Por Regina Helena Santos
“As coisas mudam, para ficar tudo do mesmo jeito.” Com esta frase a educadora Isabel Dessotti faz sua reflexão sobre o caminho percorrido pela educação brasileira nos últimos cem anos. É claro que importantes avanços aconteceram — para citar apenas um, a garantia de acesso de todos os brasileiros à escola. Porém, depois de se dedicar à pesquisa de como era a educação dos operários, que dentro das fábricas de tecido ajudaram Sorocaba e Votorantim a despontar como importantes forças econômicas, Isabel chegou à conclusão que em pleno século 21 muitas dificuldades daquela época ainda persistem.
Professora universitária e supervisora de ensino da rede municipal de Votorantim, Isabel acaba de defender, na Unicamp, sua tese de doutorado sobre o tema. Dentre os pontos de destaque, a luta do movimento operário, no final do século 19 e início do século 20, para que a educação atendesse aos anseios daqueles trabalhadores — que não queriam apenas aprender o básico, mas o que lhes desse oportunidade de “crescer” na vida. “Tanto as políticas de governo como o movimento operário incentivavam a educação. Porém, de maneiras distintas, porque os interesses eram diferentes.” Para o governo e o capital, não era interessante que os operários tivessem uma formação mais abrangente. “A educação oferecida moldava o cidadão republicano. E o movimento operário, com grande incidência de imigrantes, queria a libertação, no sentido de ter entendimento de mundo.”
O movimento operário lutou por uma escola nos moldes da escola moderna, uma concepção pedagógica do espanhol Francisco Ferrer, que era uma educação para a emancipação da pessoa: para ambos os sexos, que se preocupasse com a ciência e não fosse tão ligada à igreja. Eram as chamadas escolas anarquistas. A proposta inovadora até foi aceita inicialmente, mas à medida que as escolas eram formadas e os patrões começavam a ver que a ideologia anarquista era muito forte, passaram a ser perseguidas e até destruídas. Sorocaba teve uma escola nestes moldes, por volta de 1912. “Ela não era formalizada, não era do Estado. Era mantida pela União Operária. Mas o responsável se envolveu em questões políticas. Como era estrangeiro, foi preso e expulso do país.” A escola foi fechada. “Para uma cidade industrial, o ensino primário e uma escola profissionalizante estava bom.
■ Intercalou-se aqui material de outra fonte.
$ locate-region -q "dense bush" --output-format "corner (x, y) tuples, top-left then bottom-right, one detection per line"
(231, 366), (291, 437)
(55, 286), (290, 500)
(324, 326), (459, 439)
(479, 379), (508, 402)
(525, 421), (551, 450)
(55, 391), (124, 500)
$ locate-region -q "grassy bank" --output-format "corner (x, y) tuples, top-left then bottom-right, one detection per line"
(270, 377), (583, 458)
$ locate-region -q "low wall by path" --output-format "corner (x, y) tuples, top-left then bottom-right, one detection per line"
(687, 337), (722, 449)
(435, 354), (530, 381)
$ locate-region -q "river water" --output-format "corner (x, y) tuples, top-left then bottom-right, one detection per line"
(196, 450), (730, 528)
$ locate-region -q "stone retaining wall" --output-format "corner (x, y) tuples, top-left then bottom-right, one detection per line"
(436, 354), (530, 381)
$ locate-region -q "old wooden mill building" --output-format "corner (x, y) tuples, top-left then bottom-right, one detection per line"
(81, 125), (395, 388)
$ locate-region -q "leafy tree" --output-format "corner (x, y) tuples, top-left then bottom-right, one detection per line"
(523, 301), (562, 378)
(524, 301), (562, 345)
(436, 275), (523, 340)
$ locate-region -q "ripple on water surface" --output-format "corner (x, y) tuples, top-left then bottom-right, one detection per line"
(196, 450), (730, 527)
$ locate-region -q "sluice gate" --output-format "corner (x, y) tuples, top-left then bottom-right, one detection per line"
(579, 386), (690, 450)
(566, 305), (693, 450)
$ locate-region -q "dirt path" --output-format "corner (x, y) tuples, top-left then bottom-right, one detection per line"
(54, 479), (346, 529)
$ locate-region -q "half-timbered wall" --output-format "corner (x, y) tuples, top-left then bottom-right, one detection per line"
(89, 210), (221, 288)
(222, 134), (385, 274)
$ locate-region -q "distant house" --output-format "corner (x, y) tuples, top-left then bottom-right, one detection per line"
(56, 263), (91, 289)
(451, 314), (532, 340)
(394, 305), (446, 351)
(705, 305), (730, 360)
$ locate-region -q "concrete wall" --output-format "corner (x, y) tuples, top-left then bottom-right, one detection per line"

Essa era a visão daquele tempo.”
Adultos e crianças
Falar da educação operária também não é restringir as etapas iniciais do ensino às crianças e adolescentes. Naquele tempo, os bancos escolares eram ocupados por muitos adultos, pois o analfabetismo era grande. Porém, ainda que estes fossem livres para buscar uma vaga e frequentar as aulas, dificilmente conseguiam. “Houve, por exemplo, iniciativas de cursos noturnos, para adultos e meninos com mais de 14 anos, mas com aulas começando às 18h. Frequentar era impossível para os operários, que saíam das fábricas 19h30, 20h”, conta Isabel. O ensino existia, mas era para poucos e não tinha, na prática, o resultado esperado. “Fazia-se a lei, mas não havia como aplicar. Essa era a maior queixa dos operários.” Se esses fossem mulheres ou crianças, a situação era ainda mais complicada. “Quando o grupo escolar foi instalado, com o objetivo de atender todas as crianças, isso não aconteceu. Não havia vagas para todos e estas acabaram sendo ocupadas apenas pela elite.”
Semelhança
Quando se tenta imaginar como as coisas funcionavam há um século, é difícil não fazer uma relação daquela situação com os dias atuais. Hoje, ainda que todos tenham garantida por lei sua vaga na escola, como há cem anos, o ensino oferecido nem sempre vai ao encontro dos anseios — um exemplo é a atual discussão sobre o papel e perfil da formação no ensino médio. “As políticas públicas cumprem a lei, que diz que a educação é direito de todos. Porém, ainda temos uma escola dividida entre pública e particular. Continuamos tendo um ensino para pobres e para ricos. E, infelizmente, muitas pessoas ainda acham que para pobres, “basta” uma escola pobre.”